Effects of CR and LR on Mitochondrial Function and Biogenesis
We performed cardiac mitochondrial respiration studies to confirm previous observations of mitochondrial dysfunction in the hearts of ob/ob mice, (5) and to investigate whether excess cardiac steatosis in CR-ob/ob mice leads to a further increase in mitochondrial uncoupling. We identified increased mitochondrial uncoupling in the hearts of ad libitum fed ob/ob mice compared with WT based on a decreased ratio of oxygen consumption in the presence and absence of ADP [respiratory control ratio (RCR), Fig. 3]. LR improved coupling of oxygen consumption and ATP production, restoring the RCR to WT levels. Surprisingly, the CR-ob/ob group also restored mitochondrial coupling back to WT levels, despite the presence of severe myocardial steatosis. Mitochondrial copy number, measured by the ratio of mitochondrial genes (ND1 and cytochrome b) to the nuclear gene H19, was found to be significantly increased in the hearts of the ad libitum and CR-ob/ob groups relative to WT (Supplemental Fig. S2). Only LR restored mitochondrial numbers back to WT levels.
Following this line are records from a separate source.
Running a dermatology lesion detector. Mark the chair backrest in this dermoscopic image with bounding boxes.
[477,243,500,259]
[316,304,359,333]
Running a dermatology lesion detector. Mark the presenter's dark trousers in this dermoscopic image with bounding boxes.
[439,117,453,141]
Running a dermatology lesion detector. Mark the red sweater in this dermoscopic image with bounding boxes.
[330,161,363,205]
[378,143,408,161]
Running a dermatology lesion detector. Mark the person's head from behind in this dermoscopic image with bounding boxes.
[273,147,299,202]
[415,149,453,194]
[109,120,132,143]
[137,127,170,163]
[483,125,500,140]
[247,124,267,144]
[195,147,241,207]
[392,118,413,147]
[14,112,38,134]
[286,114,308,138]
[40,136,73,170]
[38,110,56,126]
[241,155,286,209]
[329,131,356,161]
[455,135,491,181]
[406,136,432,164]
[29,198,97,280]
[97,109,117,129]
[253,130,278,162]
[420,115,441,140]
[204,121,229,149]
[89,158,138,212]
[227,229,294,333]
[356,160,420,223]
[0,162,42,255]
Effects of CR and LR on the ob/ob Mouse Cardiac Transcriptome
Microarray analysis identified 794 differentially regulated probe sets across the four groups (5% FDR, ≥1.5-fold change with any other group and 50% present-absent call). Figure 4 depicts differentially expressed genes comparing the effects of LR (y-axis) versus CR (x-axis) relative to ob/ob mice fed ad libitum (no intervention). From the 794 probe sets that originally met criteria for differential expression between any group-wise comparison, 790 were divided into one of eight areas reflecting all major patterns of gene expression between experimental groups (see Supplemental Methods). Notably, LR consistently corrected ob/ob ad libitum expression profiles toward those of WT animals (Fig. 4, patterns I–III and VI–VIII) and left unaltered genes that were not affected by leptin deficiency (patterns IV and V). Conversely, CR corrected ob/ob ad libitum gene expression for only a small minority of regulated transcripts (Fig. 4; patterns III and VI, representing 139/790 probe sets). For all other probe sets and patterns, CR failed to directionally alter gene expression toward levels of normal WT animals. In two patterns (I and VIII) containing the largest number of probe sets (271 and 139, respectively), LR corrected, while CR further displaced gene expression away from WT controls. For a complete list of genes falling within each expression pattern, please refer to Supplemental Table S2.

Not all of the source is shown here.